All too soon, Kurt felt Blaine pull away again.

"Kurt."

Kurt literally growled in frustration.

"Damn it Blaine, what do I need to say to you to get the point across that I really fucking need you right now? Preferably inside of me, if I'm going to be blunt here?"

Blaine just smiled and laughed quietly.

"I was just going to suggest we move this to my bedroom…" he said sheepishly.

Kurt was off the couch and dragging Blaine towards the bedroom within seconds. He lay down on Blaine's bed and pulled Blaine on top of him, mimicking the position they had been in on the couch.

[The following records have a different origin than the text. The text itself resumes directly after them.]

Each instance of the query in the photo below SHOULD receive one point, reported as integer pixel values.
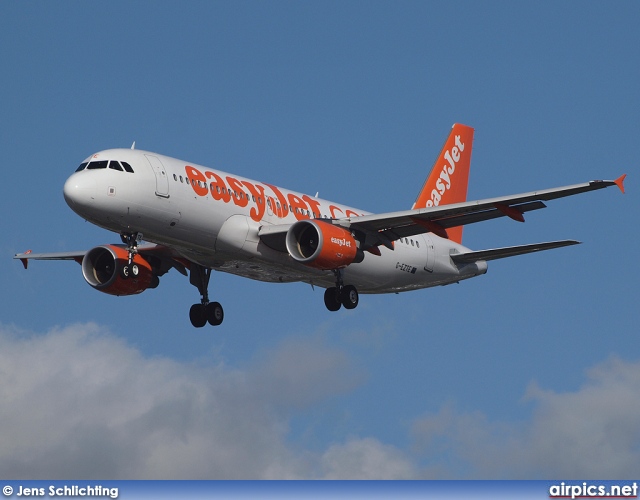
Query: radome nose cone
(79, 190)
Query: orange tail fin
(449, 177)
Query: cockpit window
(97, 164)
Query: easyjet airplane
(197, 219)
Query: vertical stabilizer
(449, 177)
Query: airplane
(174, 214)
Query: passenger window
(94, 165)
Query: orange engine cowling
(102, 267)
(322, 245)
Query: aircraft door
(162, 181)
(431, 257)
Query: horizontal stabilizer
(501, 253)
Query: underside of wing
(164, 257)
(382, 229)
(501, 253)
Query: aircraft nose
(79, 190)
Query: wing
(501, 253)
(382, 229)
(165, 257)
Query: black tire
(332, 299)
(215, 313)
(125, 272)
(197, 315)
(349, 297)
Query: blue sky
(532, 370)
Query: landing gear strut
(206, 311)
(131, 240)
(341, 294)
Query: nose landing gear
(131, 240)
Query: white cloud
(79, 402)
(592, 432)
(366, 459)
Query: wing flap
(395, 225)
(501, 253)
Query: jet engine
(322, 245)
(103, 268)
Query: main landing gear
(131, 240)
(341, 294)
(206, 311)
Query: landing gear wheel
(214, 313)
(349, 297)
(197, 315)
(332, 299)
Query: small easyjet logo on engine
(341, 242)
(444, 181)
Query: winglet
(25, 261)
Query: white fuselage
(213, 218)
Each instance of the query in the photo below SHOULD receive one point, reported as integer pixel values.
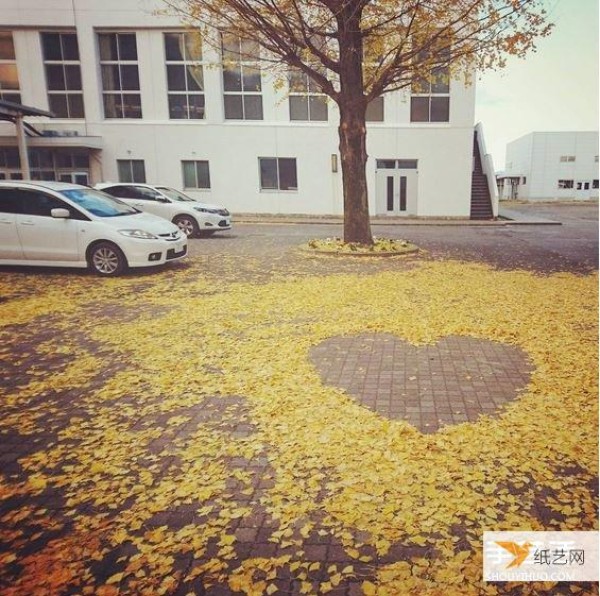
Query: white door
(150, 200)
(396, 191)
(583, 189)
(10, 245)
(74, 178)
(43, 237)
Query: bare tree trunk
(353, 152)
(352, 130)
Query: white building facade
(548, 166)
(136, 100)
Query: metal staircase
(481, 202)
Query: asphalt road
(571, 246)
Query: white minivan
(193, 217)
(66, 225)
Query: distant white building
(547, 166)
(135, 99)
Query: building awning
(10, 111)
(66, 142)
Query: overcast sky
(555, 88)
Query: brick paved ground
(453, 381)
(450, 382)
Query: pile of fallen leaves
(140, 472)
(379, 246)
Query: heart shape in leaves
(452, 381)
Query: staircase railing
(487, 165)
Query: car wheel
(187, 224)
(107, 259)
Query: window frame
(197, 175)
(428, 90)
(185, 63)
(566, 184)
(123, 162)
(120, 93)
(244, 95)
(309, 94)
(65, 65)
(278, 168)
(9, 94)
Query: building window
(63, 74)
(242, 89)
(195, 174)
(430, 96)
(278, 173)
(375, 110)
(565, 184)
(185, 77)
(120, 78)
(9, 78)
(393, 164)
(131, 170)
(307, 103)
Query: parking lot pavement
(572, 246)
(164, 432)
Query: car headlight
(143, 235)
(205, 210)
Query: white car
(66, 225)
(192, 217)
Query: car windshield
(175, 195)
(99, 203)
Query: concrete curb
(506, 218)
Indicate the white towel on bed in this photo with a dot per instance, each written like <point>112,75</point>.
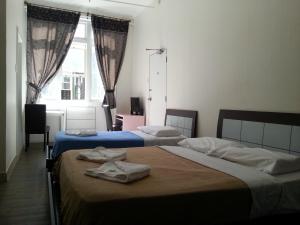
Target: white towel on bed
<point>118,171</point>
<point>102,155</point>
<point>82,132</point>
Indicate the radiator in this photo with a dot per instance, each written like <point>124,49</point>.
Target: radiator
<point>55,119</point>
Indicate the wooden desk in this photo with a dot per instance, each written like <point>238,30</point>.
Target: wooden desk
<point>129,122</point>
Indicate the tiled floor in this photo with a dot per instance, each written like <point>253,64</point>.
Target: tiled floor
<point>24,199</point>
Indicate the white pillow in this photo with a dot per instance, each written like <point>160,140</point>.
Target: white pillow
<point>160,131</point>
<point>270,162</point>
<point>205,144</point>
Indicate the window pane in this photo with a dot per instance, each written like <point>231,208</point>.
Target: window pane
<point>51,90</point>
<point>78,88</point>
<point>97,90</point>
<point>80,31</point>
<point>75,60</point>
<point>66,86</point>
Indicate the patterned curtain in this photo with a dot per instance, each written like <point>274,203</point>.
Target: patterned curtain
<point>110,37</point>
<point>49,37</point>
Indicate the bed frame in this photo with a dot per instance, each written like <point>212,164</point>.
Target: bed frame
<point>276,131</point>
<point>270,130</point>
<point>184,121</point>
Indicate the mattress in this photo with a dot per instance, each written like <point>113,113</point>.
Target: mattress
<point>178,191</point>
<point>114,139</point>
<point>270,194</point>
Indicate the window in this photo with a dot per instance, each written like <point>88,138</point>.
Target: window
<point>78,77</point>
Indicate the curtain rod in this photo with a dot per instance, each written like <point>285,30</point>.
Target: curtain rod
<point>128,3</point>
<point>74,11</point>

"Before you ask, yes I am sure about this. I need this. I need you. If you're not okay with it, that's fine... I get it. This is sudden and selfish of me and I know I shouldn't be here, but like I said before, I don't care. But if you aren't comfortable with it - "

Blaine put a finger to Kurt's mouth to quiet him.

"God, Kurt, I'm more than okay with this. You have to know that."

Kurt grabbed Blaine's hair again and pulled his face to his.

"Then kiss me." Kurt whispered.

"Oh, I'm going to do so much more than that, Kurt Hummel."